You keep Marcus very busy, let me help to offload him.
On Wed, May 28, 2014 at 8:36 PM, Karan T. [email protected]
Thank you for evaluating our code and help debugging it. what we
understand from your reply is that work function at a time processes
noutput_items and this can be lesser than or more than the fft_length. As
an example in our code when we give the fft length as 8192, but the
noutput_items is still 4096, so does that mean it has to execute work
function twice to process 4096*2=8192 items?
When the desirable fft_length is 8192, could you accept to perform FFT
only 4096 elements?
If yes, perform FFT on this 4096 elements, and return 4096.
If not, make sure you use set_output_multiple(fft_length) or at least
set_min_noutput_items(fft_length), in this case the scheduler will not
work() function with insufficient number of elements.

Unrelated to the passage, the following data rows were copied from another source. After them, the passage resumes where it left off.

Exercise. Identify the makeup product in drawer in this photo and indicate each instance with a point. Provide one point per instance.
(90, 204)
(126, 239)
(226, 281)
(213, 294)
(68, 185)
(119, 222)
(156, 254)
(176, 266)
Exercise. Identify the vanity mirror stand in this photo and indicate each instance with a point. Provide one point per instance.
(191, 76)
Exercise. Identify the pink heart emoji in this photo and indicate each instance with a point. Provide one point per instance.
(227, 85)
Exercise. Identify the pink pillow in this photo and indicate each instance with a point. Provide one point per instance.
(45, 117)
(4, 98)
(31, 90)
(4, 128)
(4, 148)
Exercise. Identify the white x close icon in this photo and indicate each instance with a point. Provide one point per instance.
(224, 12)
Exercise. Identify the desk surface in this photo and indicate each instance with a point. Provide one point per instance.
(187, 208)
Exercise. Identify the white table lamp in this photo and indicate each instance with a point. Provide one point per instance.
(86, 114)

Regarding the first approach you suggested, we change the input signature
and output signature to (sizeof (gr_complex)*fft_length) so that it is a
single vector that is being processed. Then we return 1 as suggested. But
it is throwing an itemsize mismatch error. I have attached the c++ file
here ( http://pastebin.com/TKemtbxN ). The error says
The correct way is, in your work() function you should have 2 loops,
because now your in is a vector but no longer solely a complex
for (int i=0; i < noutput_items; i++)
for (int j=0; j < fft_length; j++)
For the second method suggested should we write a general work function
a forecast function which would mean doing away with sync block that we are
using with work function right now?
No need, because set_output_multiple() works with sync block as well.
Apologize in advance if my answer is incorrect.